The animated series “Frog and Toad” on Apple TV+ preserves the magic of the books
Showrunner Rob Hoegee told IndieWire that he trusts the power of the story and the subtleties of the animation to engage young viewers with Arnold Lobel’s beloved characters.
If you grew up reading Arnold Lobel’s books or have children with whom you shared the award-winning adventures, Apple TV+’s animated series Frog and Toad is an extension of the characters you know and love. At least this is the main goal of the presenter, Rob Hoegee, who loved books even as a child.
“These are iconic characters that are just begging to be included in an animated show,” Hoegee told IndieWire. “My goal was to faithfully adapt the books to preserve the characters as everyone remembers them.”
Like the book series, “Frog and Toad” follows best friends who enjoy what they have in common while embracing their differences. The cast includes Nat Faxon and Kevin Michael Richardson as Frog and Toad, along with Ron Funches, Fortune Feimster, Cole Escola and others.
When designing the look of the show, Hoegee wanted to stay as close as possible to Lobel’s “timeless and classic” illustrations. “I don’t think anyone had any interest or even a passing thought to change that,” he said. “If you took the style away from these characters, it would take away a huge aspect of what makes them so special.”
Therefore, the animation team of roughly 30 people (plus another 60 people from the Titmouse animation studio in Vancouver) drew and painted the series by hand before animating it with a program called Toon Boom Harmony. The result is a style similar to the dotted line illustrations originally featured in Lobel’s books.
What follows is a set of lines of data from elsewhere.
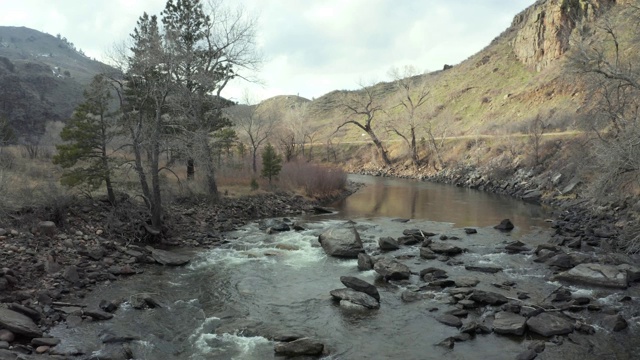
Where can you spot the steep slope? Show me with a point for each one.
(42, 78)
(523, 73)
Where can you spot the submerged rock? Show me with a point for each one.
(392, 269)
(300, 347)
(361, 286)
(341, 242)
(18, 323)
(505, 225)
(365, 262)
(487, 297)
(596, 274)
(548, 324)
(445, 248)
(356, 297)
(508, 323)
(168, 258)
(388, 244)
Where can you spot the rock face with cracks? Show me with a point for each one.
(341, 242)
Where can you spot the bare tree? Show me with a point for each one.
(409, 113)
(606, 58)
(535, 131)
(213, 44)
(255, 124)
(361, 108)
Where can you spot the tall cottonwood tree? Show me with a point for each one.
(173, 83)
(412, 95)
(256, 125)
(144, 96)
(361, 109)
(609, 63)
(211, 45)
(88, 134)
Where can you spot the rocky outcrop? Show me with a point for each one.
(341, 242)
(544, 29)
(300, 347)
(355, 297)
(596, 274)
(18, 323)
(391, 269)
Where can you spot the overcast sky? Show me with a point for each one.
(311, 47)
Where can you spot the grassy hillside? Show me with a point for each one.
(491, 92)
(42, 79)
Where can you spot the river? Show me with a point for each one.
(229, 300)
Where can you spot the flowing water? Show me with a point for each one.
(230, 300)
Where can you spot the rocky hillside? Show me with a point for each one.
(42, 77)
(523, 73)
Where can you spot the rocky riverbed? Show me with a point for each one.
(47, 266)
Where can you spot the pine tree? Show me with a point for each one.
(7, 135)
(87, 134)
(271, 162)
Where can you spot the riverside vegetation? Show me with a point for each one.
(172, 185)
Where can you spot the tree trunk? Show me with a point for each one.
(190, 169)
(380, 146)
(212, 187)
(254, 163)
(414, 148)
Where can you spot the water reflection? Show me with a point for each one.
(384, 197)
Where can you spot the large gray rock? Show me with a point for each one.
(300, 347)
(168, 258)
(450, 320)
(487, 297)
(391, 269)
(18, 323)
(341, 242)
(388, 244)
(445, 248)
(548, 324)
(360, 285)
(491, 269)
(274, 225)
(356, 297)
(596, 274)
(508, 323)
(365, 262)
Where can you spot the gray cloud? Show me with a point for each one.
(312, 47)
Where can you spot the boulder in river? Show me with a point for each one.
(548, 324)
(508, 323)
(365, 262)
(445, 248)
(391, 269)
(491, 269)
(388, 244)
(596, 274)
(360, 285)
(341, 242)
(18, 323)
(274, 225)
(449, 320)
(505, 225)
(487, 297)
(168, 258)
(356, 297)
(300, 347)
(615, 323)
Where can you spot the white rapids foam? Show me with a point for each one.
(243, 346)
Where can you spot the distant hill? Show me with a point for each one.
(42, 78)
(522, 73)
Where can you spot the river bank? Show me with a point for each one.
(53, 258)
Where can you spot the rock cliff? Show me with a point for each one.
(543, 30)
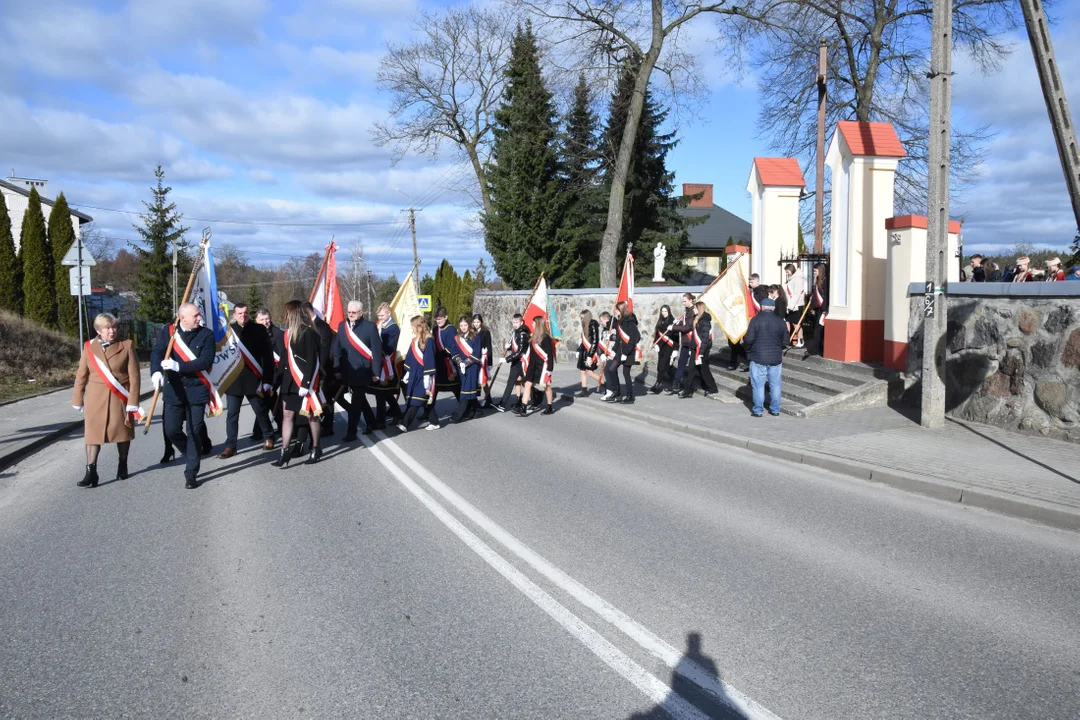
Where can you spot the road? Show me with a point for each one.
(574, 566)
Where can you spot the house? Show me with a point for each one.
(709, 239)
(16, 194)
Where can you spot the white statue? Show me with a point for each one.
(659, 254)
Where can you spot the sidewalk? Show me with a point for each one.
(29, 424)
(980, 465)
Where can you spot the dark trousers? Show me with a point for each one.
(515, 374)
(664, 364)
(188, 445)
(359, 406)
(232, 419)
(684, 360)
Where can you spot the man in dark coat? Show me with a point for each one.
(765, 341)
(358, 363)
(254, 382)
(186, 394)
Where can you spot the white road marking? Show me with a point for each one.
(643, 636)
(648, 683)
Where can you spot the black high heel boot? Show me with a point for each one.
(283, 460)
(90, 479)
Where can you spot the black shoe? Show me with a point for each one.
(90, 479)
(282, 462)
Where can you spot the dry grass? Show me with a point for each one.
(34, 358)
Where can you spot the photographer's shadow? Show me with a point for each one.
(696, 681)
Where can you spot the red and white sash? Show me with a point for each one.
(115, 385)
(214, 406)
(312, 403)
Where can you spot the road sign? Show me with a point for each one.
(71, 258)
(73, 281)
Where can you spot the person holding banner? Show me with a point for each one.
(255, 381)
(358, 363)
(187, 386)
(300, 382)
(106, 392)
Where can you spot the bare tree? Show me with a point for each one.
(445, 85)
(879, 55)
(642, 36)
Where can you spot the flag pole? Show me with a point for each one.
(203, 244)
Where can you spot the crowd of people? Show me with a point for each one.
(293, 376)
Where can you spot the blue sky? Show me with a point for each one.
(260, 112)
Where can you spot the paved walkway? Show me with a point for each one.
(1017, 474)
(31, 423)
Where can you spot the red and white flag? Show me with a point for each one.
(325, 296)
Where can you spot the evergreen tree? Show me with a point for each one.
(39, 280)
(161, 228)
(11, 266)
(650, 212)
(62, 238)
(522, 229)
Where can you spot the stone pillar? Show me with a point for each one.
(863, 158)
(906, 265)
(774, 187)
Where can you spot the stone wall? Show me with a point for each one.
(1012, 362)
(498, 308)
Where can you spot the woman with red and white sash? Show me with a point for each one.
(541, 365)
(106, 392)
(419, 374)
(468, 355)
(299, 374)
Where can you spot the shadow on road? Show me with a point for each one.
(696, 680)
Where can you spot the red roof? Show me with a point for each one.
(783, 172)
(872, 138)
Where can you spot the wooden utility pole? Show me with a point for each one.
(819, 220)
(935, 311)
(1053, 92)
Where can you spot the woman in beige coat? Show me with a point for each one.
(108, 418)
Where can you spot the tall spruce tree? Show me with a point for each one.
(11, 266)
(522, 230)
(39, 280)
(650, 209)
(161, 228)
(62, 238)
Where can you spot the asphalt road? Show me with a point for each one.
(572, 566)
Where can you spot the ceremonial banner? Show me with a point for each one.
(729, 300)
(228, 363)
(325, 296)
(404, 308)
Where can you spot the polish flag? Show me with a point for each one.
(325, 296)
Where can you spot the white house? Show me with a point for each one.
(16, 194)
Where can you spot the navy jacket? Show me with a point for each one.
(185, 386)
(766, 338)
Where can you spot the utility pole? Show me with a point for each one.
(934, 310)
(819, 220)
(1053, 92)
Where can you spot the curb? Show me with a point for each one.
(999, 502)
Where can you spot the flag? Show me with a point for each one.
(626, 284)
(228, 363)
(404, 308)
(729, 299)
(325, 296)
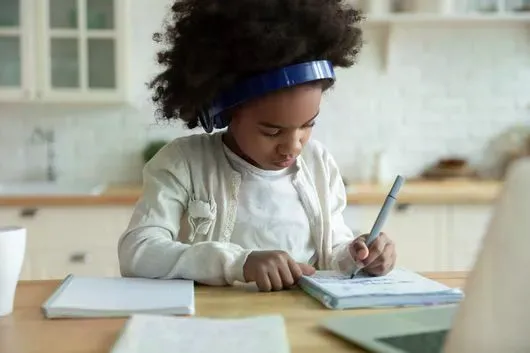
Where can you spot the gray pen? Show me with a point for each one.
(383, 214)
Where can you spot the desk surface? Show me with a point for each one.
(27, 331)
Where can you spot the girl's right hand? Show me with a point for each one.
(274, 270)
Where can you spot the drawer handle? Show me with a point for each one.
(78, 258)
(402, 207)
(28, 212)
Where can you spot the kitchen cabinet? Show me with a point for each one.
(468, 226)
(83, 239)
(62, 50)
(63, 240)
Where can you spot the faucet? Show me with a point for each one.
(47, 137)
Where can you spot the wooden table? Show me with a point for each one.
(26, 330)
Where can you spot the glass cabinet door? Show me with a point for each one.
(82, 45)
(10, 44)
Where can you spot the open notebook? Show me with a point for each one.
(165, 334)
(400, 287)
(80, 296)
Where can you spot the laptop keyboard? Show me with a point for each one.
(427, 342)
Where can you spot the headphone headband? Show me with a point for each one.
(288, 76)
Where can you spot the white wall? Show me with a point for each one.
(443, 89)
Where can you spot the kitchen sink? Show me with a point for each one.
(49, 189)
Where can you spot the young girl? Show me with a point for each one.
(258, 201)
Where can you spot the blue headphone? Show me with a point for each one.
(211, 116)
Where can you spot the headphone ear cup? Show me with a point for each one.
(221, 121)
(206, 121)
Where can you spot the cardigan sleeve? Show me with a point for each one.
(149, 246)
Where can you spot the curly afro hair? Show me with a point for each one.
(212, 44)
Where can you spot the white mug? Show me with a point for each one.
(12, 251)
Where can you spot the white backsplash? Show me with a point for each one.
(435, 90)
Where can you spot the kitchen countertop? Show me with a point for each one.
(414, 192)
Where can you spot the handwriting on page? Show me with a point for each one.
(397, 282)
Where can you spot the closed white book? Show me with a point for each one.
(163, 334)
(82, 296)
(400, 287)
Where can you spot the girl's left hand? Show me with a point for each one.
(379, 259)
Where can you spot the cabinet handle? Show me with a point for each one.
(403, 207)
(78, 258)
(28, 212)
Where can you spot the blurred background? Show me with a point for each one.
(440, 94)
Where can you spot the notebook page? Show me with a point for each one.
(167, 334)
(113, 294)
(397, 282)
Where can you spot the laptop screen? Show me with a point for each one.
(425, 342)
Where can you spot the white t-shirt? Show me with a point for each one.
(270, 215)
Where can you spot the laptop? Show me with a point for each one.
(494, 316)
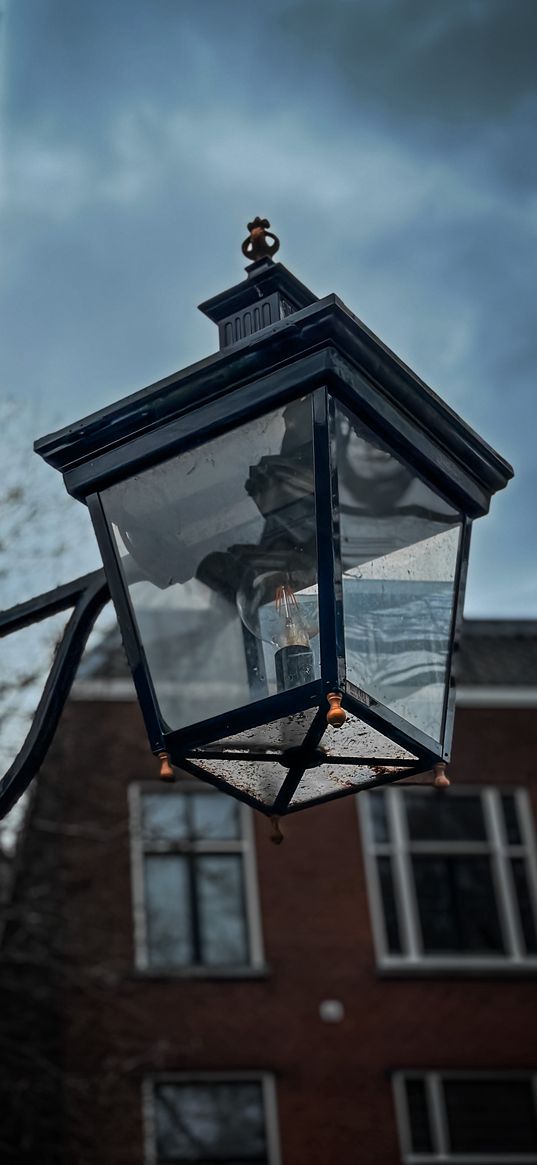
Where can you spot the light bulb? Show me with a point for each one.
(281, 609)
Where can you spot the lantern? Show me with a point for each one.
(284, 528)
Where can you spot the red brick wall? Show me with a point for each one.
(333, 1085)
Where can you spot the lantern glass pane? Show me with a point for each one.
(400, 546)
(219, 553)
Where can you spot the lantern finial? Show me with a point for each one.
(256, 246)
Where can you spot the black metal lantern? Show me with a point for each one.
(284, 529)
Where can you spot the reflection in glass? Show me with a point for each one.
(490, 1116)
(457, 904)
(400, 545)
(221, 910)
(435, 818)
(168, 915)
(218, 548)
(210, 1122)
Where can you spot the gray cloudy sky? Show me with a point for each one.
(390, 142)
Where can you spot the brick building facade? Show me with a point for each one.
(176, 988)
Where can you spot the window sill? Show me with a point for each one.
(163, 974)
(457, 968)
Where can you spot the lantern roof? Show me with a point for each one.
(296, 345)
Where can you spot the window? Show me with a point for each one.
(206, 1118)
(466, 1117)
(452, 877)
(193, 876)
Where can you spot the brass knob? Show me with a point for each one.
(276, 835)
(165, 770)
(440, 779)
(336, 714)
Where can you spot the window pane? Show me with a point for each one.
(400, 548)
(510, 819)
(432, 817)
(525, 904)
(214, 816)
(168, 918)
(457, 905)
(207, 541)
(164, 817)
(490, 1116)
(376, 803)
(217, 1122)
(221, 909)
(391, 925)
(418, 1116)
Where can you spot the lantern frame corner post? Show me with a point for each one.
(131, 637)
(456, 633)
(329, 552)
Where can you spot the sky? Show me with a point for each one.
(390, 143)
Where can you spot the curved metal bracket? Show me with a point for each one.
(86, 595)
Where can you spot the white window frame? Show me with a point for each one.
(245, 846)
(438, 1118)
(268, 1088)
(412, 960)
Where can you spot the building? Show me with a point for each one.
(176, 988)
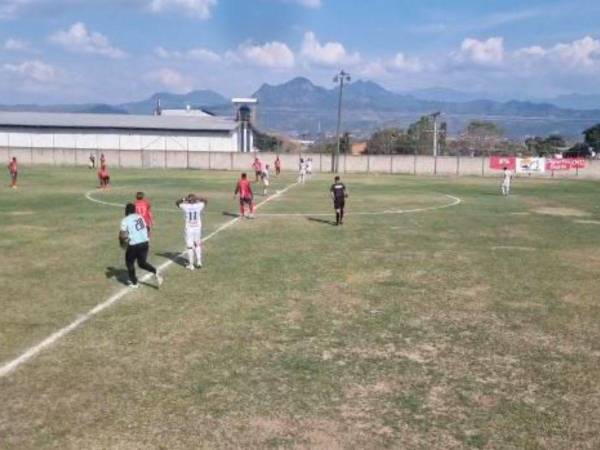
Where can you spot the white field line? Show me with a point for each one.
(455, 202)
(31, 352)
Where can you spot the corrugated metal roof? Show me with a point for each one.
(114, 121)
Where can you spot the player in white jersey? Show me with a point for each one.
(265, 177)
(193, 206)
(506, 182)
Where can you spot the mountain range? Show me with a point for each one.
(299, 107)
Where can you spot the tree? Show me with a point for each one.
(390, 141)
(482, 137)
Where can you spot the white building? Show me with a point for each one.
(194, 133)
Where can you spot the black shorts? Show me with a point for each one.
(138, 252)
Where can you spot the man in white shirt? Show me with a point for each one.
(192, 207)
(309, 168)
(302, 175)
(506, 182)
(266, 178)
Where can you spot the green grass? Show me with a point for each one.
(475, 326)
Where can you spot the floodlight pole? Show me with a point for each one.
(335, 159)
(435, 137)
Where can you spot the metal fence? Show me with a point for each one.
(390, 164)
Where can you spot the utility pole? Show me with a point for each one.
(435, 116)
(335, 159)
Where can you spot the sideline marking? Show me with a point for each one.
(31, 352)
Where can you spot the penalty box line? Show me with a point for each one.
(31, 352)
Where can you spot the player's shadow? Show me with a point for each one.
(115, 273)
(323, 221)
(122, 276)
(177, 258)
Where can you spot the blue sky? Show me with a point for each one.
(121, 50)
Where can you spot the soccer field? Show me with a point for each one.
(441, 315)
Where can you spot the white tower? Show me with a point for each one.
(245, 112)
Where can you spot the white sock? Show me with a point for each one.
(198, 251)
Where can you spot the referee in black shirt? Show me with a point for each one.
(339, 195)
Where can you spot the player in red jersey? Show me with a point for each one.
(104, 177)
(257, 166)
(277, 166)
(102, 164)
(244, 190)
(13, 170)
(144, 209)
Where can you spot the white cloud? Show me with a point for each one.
(194, 54)
(306, 3)
(405, 63)
(486, 53)
(35, 70)
(16, 45)
(198, 8)
(170, 79)
(9, 9)
(583, 53)
(275, 55)
(79, 39)
(531, 52)
(328, 54)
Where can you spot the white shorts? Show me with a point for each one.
(193, 237)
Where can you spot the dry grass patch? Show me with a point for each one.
(561, 212)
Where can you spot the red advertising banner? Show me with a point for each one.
(565, 164)
(500, 162)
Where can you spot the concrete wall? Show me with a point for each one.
(242, 162)
(218, 141)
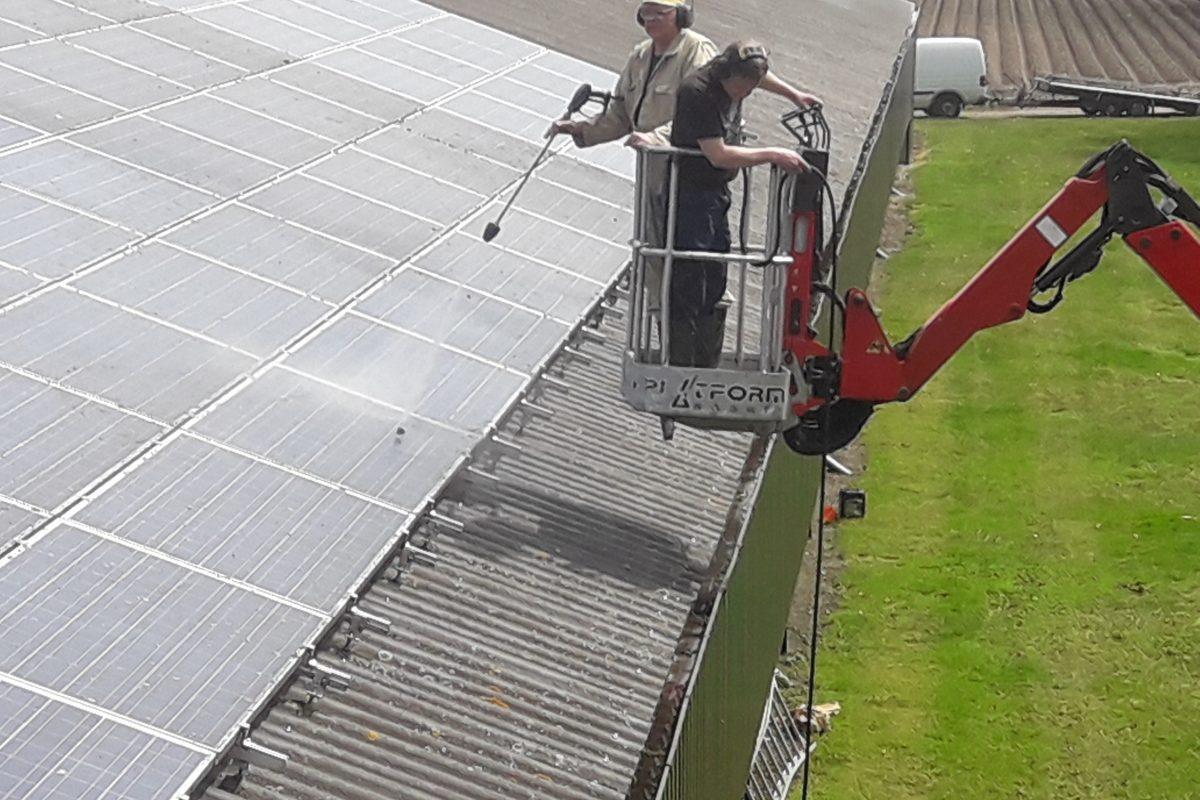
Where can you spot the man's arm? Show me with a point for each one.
(702, 54)
(609, 126)
(730, 156)
(773, 84)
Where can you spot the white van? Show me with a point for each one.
(952, 72)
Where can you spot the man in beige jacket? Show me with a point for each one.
(643, 104)
(643, 101)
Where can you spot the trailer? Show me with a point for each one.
(1097, 98)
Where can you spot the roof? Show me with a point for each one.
(528, 656)
(229, 405)
(250, 331)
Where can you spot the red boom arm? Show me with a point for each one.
(870, 370)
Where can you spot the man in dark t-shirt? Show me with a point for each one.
(707, 107)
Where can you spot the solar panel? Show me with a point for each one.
(249, 329)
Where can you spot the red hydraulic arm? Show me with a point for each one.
(870, 370)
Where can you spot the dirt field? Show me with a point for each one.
(1145, 42)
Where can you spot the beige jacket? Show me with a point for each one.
(689, 52)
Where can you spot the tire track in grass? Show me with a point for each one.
(1133, 60)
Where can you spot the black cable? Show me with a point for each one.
(835, 234)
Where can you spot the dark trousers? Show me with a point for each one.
(697, 317)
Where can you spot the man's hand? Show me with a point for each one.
(787, 160)
(569, 127)
(637, 140)
(804, 100)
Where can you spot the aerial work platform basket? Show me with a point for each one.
(753, 384)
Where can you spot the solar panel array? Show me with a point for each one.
(247, 329)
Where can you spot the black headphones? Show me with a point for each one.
(751, 52)
(684, 16)
(729, 59)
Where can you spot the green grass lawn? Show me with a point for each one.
(1021, 608)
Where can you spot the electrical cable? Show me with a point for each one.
(834, 240)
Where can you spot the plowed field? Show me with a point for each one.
(1146, 42)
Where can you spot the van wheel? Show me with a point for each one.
(946, 104)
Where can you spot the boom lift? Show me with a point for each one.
(820, 398)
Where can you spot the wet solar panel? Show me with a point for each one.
(239, 250)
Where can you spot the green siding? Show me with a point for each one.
(721, 725)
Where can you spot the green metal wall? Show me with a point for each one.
(720, 722)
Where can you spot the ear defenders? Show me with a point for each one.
(684, 16)
(751, 52)
(730, 59)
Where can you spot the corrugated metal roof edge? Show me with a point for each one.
(540, 379)
(676, 697)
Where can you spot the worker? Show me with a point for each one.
(643, 100)
(643, 104)
(707, 113)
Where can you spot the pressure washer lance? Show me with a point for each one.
(581, 97)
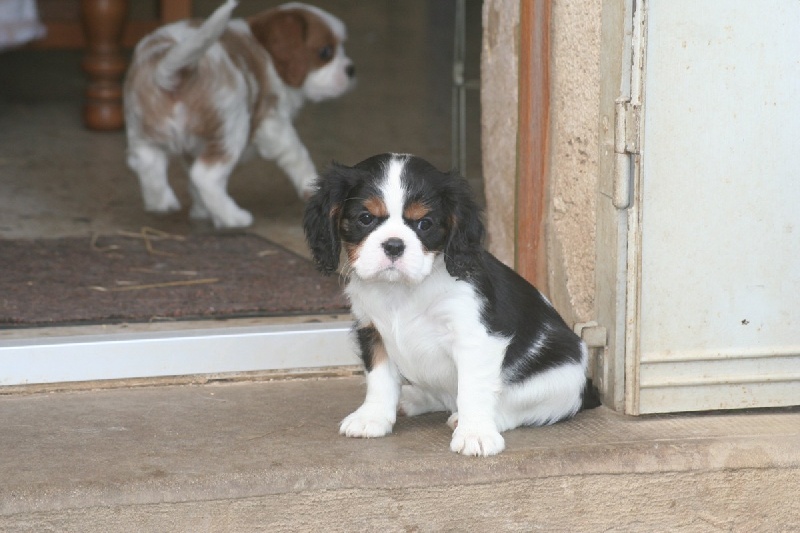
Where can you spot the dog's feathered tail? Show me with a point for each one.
(189, 51)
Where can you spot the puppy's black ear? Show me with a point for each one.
(321, 217)
(462, 254)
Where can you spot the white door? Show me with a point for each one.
(711, 267)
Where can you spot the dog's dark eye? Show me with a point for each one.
(366, 219)
(424, 224)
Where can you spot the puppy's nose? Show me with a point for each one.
(394, 248)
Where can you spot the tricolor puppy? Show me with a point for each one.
(437, 312)
(210, 90)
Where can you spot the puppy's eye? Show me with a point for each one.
(424, 224)
(366, 219)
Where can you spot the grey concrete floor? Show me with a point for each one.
(267, 457)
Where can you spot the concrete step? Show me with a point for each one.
(266, 456)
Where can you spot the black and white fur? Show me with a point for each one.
(442, 325)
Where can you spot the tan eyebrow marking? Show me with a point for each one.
(376, 207)
(415, 211)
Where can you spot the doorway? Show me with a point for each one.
(61, 182)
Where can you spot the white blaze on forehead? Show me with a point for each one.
(392, 188)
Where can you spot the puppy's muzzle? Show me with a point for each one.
(393, 248)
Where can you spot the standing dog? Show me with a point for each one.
(436, 310)
(209, 90)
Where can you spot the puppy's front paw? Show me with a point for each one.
(477, 440)
(366, 422)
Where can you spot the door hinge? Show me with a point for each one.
(626, 143)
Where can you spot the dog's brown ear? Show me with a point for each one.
(322, 215)
(283, 33)
(462, 254)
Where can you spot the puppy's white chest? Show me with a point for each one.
(420, 326)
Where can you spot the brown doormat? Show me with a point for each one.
(155, 276)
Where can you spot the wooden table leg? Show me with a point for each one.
(103, 22)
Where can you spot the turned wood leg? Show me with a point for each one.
(103, 22)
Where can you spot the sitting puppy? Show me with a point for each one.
(433, 308)
(209, 90)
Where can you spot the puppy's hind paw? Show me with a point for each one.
(477, 441)
(366, 423)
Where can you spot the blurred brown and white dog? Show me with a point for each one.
(209, 90)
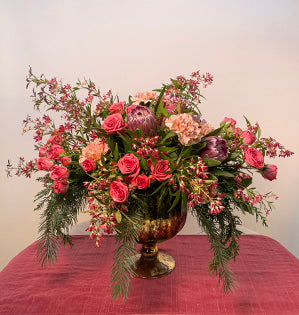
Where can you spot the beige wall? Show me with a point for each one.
(251, 47)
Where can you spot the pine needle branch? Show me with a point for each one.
(60, 212)
(222, 237)
(122, 270)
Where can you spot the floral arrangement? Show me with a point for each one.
(103, 156)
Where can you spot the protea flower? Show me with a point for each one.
(143, 117)
(215, 149)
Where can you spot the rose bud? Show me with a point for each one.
(270, 172)
(44, 164)
(254, 157)
(215, 149)
(42, 152)
(89, 165)
(143, 117)
(65, 161)
(61, 187)
(248, 137)
(119, 191)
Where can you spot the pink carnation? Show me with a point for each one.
(94, 151)
(65, 161)
(248, 137)
(254, 157)
(119, 191)
(230, 121)
(59, 173)
(158, 172)
(270, 172)
(44, 164)
(113, 123)
(185, 127)
(141, 181)
(117, 108)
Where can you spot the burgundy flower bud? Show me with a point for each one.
(216, 149)
(143, 117)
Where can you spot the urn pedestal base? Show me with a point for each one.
(151, 263)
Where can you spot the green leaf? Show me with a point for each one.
(184, 200)
(160, 104)
(164, 112)
(143, 164)
(259, 132)
(118, 216)
(214, 133)
(211, 162)
(176, 200)
(222, 173)
(167, 149)
(247, 121)
(168, 135)
(115, 153)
“It’s kind of hybrid CG, so the characters are created with rigs and built into a computer program. And then those rigs are manipulated, but what’s different than, say, another CG platform, is that it’s able to maintain linework and texture in a way that looks hand-drawn,” Hoegee explains.
One of the advantages of this is that you can add new characters and details in a few hours, as opposed to CG, where artists have to design and model each new element. “You can change things a little more flexibly,” Hoegee said.
“Because this show takes place outdoors, we were able to vary our backdrop a lot by mixing it up with foreground, middle and background elements. We are able to take trees, rocks, bushes, landscape elements and swap them with each other to create an almost infinite number of environments.”
The showrunner adds that when you have simple stories (“Frog and Toad” is aimed at early readers), you can immerse yourself in a scene and let the subtleties emerge. Some episodes contained only 45 to 50 shots, compared to a typical preschool animated series, which Hoegee says can have 60 to 70 shots per episode—perhaps more depending on the show.
However, one of the biggest challenges in adapting “The Frog and Toad” for modern audiences is keeping things moving and interesting. “You set the scene and allow the characters to live in the frame, which is consistent with the books,” Hoegee said. “But you always want dynamic visuals, interplay between characters, movement, action… fine camera work.”
He likens some of the visuals to looking into a diorama, with a limited sense of perspective and parallax, and layering with characters that are created on a non-human scale. “It feels like a world you’re peeking into,” he explains. “It’s such a rich, layered, interesting feeling, like being in the backyard and peering through the blades of grass and the dandelions can be the size of a tree. A rock can be a mountain.”
He adds that when kids are engaged with characters and story, they don’t need a lot of action and movement to be absorbed. What you need, and according to him, “Frog and Toad” has all the elements. together: the visuals, the soundtrack and the music, which in this case has the atmosphere of old, early jazz, bluegrass.
“Those who are not familiar with ‘Frog and Toad’ will have the same experience as so many people when they read these books for the first time or for the 100th time,” he said. “Everything that is lovable about the characters in the books is there on the screen. So if the success of the books is any indication, the audience’s enjoyment will be equal to that.”